現代自労組が、法を破ってまでストに乗り出した理由は何だろうか。それも2019年から4年連続の無ストで賃金または賃金団体協約を妥結した良い記憶を後にしたままである。

第一に、金属労組の圧迫を挙げる人が多い。兄弟団体である起亜(キア)労組は5月31日、民主労総のゼネスト当時、部分ストで参加した。起亜自動車の労使間の賃金団体交渉が今月3日に始まったため、当然争議手続きを経ていない不法ストだった。当時、現代自労組は、ストライキに参加しなかった。自動車業界の関係者は、「5月のゼネストの時、起亜自動車と違って、現代自動車は参加せず、今回は金属労組から現代自動車支部に強い圧迫が入ってきたと理解している」と伝えた。逆に起亜自動車は、今回のゼネストに参加しなかった。結局、金属労組の立場では代表事業場である現代自動車と起亜自動車は、一度は上級団体の意思に参加する様子を整えたのだ。

二つ目は、不法ストをしても法的責任を負わなくて済むためだ。2018年5月には現代自労組が、同年11月には現代自および起亜労組が不法ストを行った。3件とも会社から告訴された。しかし、結果はすべて起訴猶予だった。検察が不法ストに免罪符を与えたことになる。
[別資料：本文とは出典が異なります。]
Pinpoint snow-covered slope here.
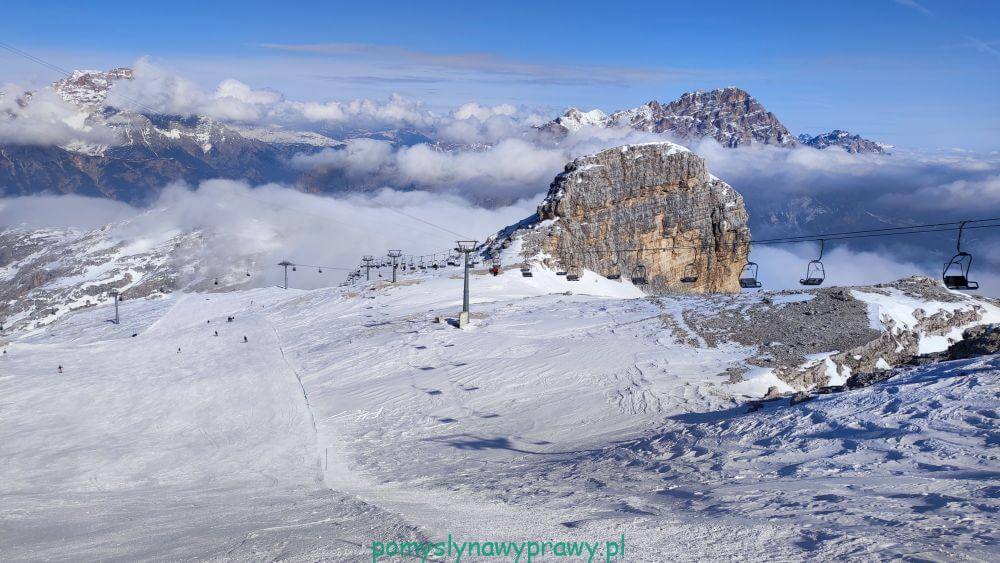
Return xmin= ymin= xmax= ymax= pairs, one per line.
xmin=0 ymin=267 xmax=1000 ymax=561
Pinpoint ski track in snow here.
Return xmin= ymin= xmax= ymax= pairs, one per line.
xmin=0 ymin=270 xmax=1000 ymax=561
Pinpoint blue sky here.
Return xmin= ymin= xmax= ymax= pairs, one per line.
xmin=0 ymin=0 xmax=1000 ymax=151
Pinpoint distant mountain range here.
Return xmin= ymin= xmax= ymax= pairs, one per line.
xmin=0 ymin=68 xmax=887 ymax=205
xmin=799 ymin=129 xmax=892 ymax=154
xmin=539 ymin=87 xmax=889 ymax=154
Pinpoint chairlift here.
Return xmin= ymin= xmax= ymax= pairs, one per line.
xmin=740 ymin=242 xmax=761 ymax=289
xmin=632 ymin=264 xmax=648 ymax=285
xmin=941 ymin=221 xmax=979 ymax=291
xmin=740 ymin=262 xmax=761 ymax=289
xmin=799 ymin=239 xmax=826 ymax=285
xmin=681 ymin=262 xmax=698 ymax=283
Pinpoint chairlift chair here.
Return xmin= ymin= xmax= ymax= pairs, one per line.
xmin=799 ymin=239 xmax=826 ymax=286
xmin=740 ymin=242 xmax=761 ymax=289
xmin=632 ymin=264 xmax=648 ymax=285
xmin=941 ymin=221 xmax=979 ymax=291
xmin=681 ymin=262 xmax=698 ymax=283
xmin=740 ymin=262 xmax=761 ymax=289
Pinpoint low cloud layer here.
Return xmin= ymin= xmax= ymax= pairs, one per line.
xmin=0 ymin=180 xmax=1000 ymax=295
xmin=0 ymin=180 xmax=535 ymax=287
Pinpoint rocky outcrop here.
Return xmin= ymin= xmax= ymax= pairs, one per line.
xmin=484 ymin=143 xmax=750 ymax=292
xmin=684 ymin=276 xmax=1000 ymax=390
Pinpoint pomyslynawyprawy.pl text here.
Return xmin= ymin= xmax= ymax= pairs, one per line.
xmin=372 ymin=534 xmax=625 ymax=563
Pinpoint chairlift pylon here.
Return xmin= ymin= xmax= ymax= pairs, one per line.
xmin=799 ymin=239 xmax=826 ymax=285
xmin=941 ymin=221 xmax=979 ymax=291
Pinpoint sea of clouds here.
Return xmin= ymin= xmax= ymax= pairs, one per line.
xmin=0 ymin=59 xmax=1000 ymax=296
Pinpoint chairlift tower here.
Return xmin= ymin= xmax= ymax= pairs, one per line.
xmin=455 ymin=240 xmax=478 ymax=328
xmin=386 ymin=250 xmax=403 ymax=283
xmin=278 ymin=260 xmax=295 ymax=289
xmin=361 ymin=254 xmax=375 ymax=281
xmin=111 ymin=289 xmax=121 ymax=324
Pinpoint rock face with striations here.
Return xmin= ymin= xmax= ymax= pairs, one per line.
xmin=494 ymin=142 xmax=750 ymax=292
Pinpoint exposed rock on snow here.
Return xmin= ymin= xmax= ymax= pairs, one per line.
xmin=685 ymin=276 xmax=1000 ymax=389
xmin=490 ymin=142 xmax=750 ymax=292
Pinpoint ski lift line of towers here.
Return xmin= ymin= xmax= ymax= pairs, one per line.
xmin=268 ymin=218 xmax=1000 ymax=290
xmin=0 ymin=218 xmax=1000 ymax=331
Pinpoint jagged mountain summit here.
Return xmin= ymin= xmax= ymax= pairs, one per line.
xmin=490 ymin=142 xmax=750 ymax=292
xmin=0 ymin=68 xmax=343 ymax=204
xmin=539 ymin=87 xmax=892 ymax=154
xmin=52 ymin=67 xmax=135 ymax=112
xmin=540 ymin=87 xmax=797 ymax=147
xmin=799 ymin=129 xmax=892 ymax=154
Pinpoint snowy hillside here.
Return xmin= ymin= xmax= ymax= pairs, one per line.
xmin=0 ymin=260 xmax=1000 ymax=561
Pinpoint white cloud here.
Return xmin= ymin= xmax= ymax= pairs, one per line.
xmin=0 ymin=84 xmax=119 ymax=145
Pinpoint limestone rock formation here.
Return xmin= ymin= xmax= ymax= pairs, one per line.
xmin=484 ymin=142 xmax=750 ymax=292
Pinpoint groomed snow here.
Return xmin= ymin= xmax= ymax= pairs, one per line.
xmin=0 ymin=265 xmax=1000 ymax=561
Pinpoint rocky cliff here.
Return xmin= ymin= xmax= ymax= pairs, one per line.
xmin=491 ymin=142 xmax=750 ymax=292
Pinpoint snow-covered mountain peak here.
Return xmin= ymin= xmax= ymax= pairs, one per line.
xmin=52 ymin=67 xmax=135 ymax=111
xmin=555 ymin=108 xmax=608 ymax=131
xmin=540 ymin=86 xmax=796 ymax=147
xmin=799 ymin=129 xmax=892 ymax=154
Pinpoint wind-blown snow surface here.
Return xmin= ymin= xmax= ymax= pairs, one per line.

さらに野党は、労働組合および労働関係調整法(労組法)第2・3条の改正案、いわゆる「黄色い封筒法」を推進している。同法は、労組の不法ストにより損害が発生しても、企業は労組員別に損害賠償を請求するよう定めている。ストライキは団体行動だが、個人別に損害額を請求することは現実的に不可能だという指摘が多い。財界から、「損害賠償の請求は、不法ストライキを防ぐ最後の切り札だが、これを無力化させる法だ」と激昂した反応を示す理由だ。

要約すると、現代自動車労組は結局、上級団体の政治ストに付き添おうとしているが、不法だとしても特に責任を問いもしないので、負担なく参加できたということになる。

高麗(コリョ)大法学専門大学院のチャ・ジンア教授は、「民主労総のゼネストということ自体が、時代錯誤的ストライキだ」とし、「現代自動車の経営陣は、政権退陣や福島汚染水反対のために何ができるだろうか」と反問した。韓国外国語大学法学専門大学院のイ・ジョン教授も、「明確に、政治ストは適法なストではない」と一喝した。

民主労総は、尹錫悦(ユン・ソクヨル)政府の労働改革の意志に対抗し、3日から産別労組が順番に循環ストを行っている。皮肉にも、街頭に出て拡声器を持った彼ら自らが、これ以上先送りできない「改革対象」であることを立証している。